Using New Process, USFWS Releases 2016-2017 Waterfowl Regulations
Kyle Wintersteen, Managing Editor on 03/16/2016
Marking the first year of a new regulations-setting process, the U.S. Fish and Wildlife Service has released the 2016-2017 waterfowl season frameworks. Moving forward, frameworks will be proposed during the winter months — not after completion of spring breeding population surveys, as was protocol for nearly half a century.
The shift alleviates the need to rush critical decisions in time for season openers.
“It provides an ample period to analyze monitoring data such as population surveys, hunter-harvest surveys and banding data,” said Ken Richkus, USFWS deputy chief for the Division of Migratory Bird Management. “The former regulations process was always delivered in abbreviated fashion. It didn’t allow a 30-day public comment period and it put state agencies against the wall to publish waterfowl brochures.”
USFWS addressed two key questions as the process was engineered: Will basing frameworks on the prior year’s population survey render them less fitting?

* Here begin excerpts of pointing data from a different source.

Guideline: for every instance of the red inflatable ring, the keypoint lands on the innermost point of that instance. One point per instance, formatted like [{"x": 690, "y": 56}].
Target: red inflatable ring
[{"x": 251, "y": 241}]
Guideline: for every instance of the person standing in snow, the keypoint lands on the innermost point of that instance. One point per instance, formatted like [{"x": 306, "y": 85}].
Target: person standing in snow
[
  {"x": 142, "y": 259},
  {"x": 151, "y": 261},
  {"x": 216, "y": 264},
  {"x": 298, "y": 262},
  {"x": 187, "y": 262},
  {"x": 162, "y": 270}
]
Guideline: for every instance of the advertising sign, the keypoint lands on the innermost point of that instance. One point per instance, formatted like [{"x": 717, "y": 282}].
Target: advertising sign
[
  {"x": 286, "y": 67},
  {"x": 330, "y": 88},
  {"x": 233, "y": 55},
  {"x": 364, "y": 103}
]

And will the system force USFWS to issue tighter regulations?
“We deeply explored those concerns,” Richkus said. “We did extensive harvest modeling and duck production simulations, including simulations of poor nesting seasons, and the models performed very well. [The new process] won’t have applicable risk for waterfowl species or cause us to be more conservative with our regulations. Management decisions will continue to balance the needs our hunting constituency with those of the resource to provide maximum hunting opportunities.”
2016-2017 Seasons and Bag Limits
Duck hunters in all four flyways will again enjoy liberal season dates: 60 days in the Atlantic and Mississippi flyways, 74 days in the Central Flyway and 107 days in the Pacific Flyway. The frameworks include a seven-duck limit in the Pacific Flyway, and a six-duck limit across all others. Liberal goose seasons remain largely unchanged, and a 16-day teal season is again proposed for the Atlantic, Mississippi and Central flyways.
Most species-specific bag limits mirror last season. Two pintails, two canvasbacks and two redheads are allotted nationwide. Four mallards may be shot in the Atlantic and Mississippi flyways, five in the Central and seven in the Pacific, only two of which may be hens. The limit on bluebills is three in all flyways except the Atlantic, where two are permitted.
Big changes are in store, however, for Atlantic Flyway sea duck hunters. In response to data suggesting over-harvest, Special Sea Duck Areas will no longer offer extended dates and limits. Expect a 60-day season and five-duck limit.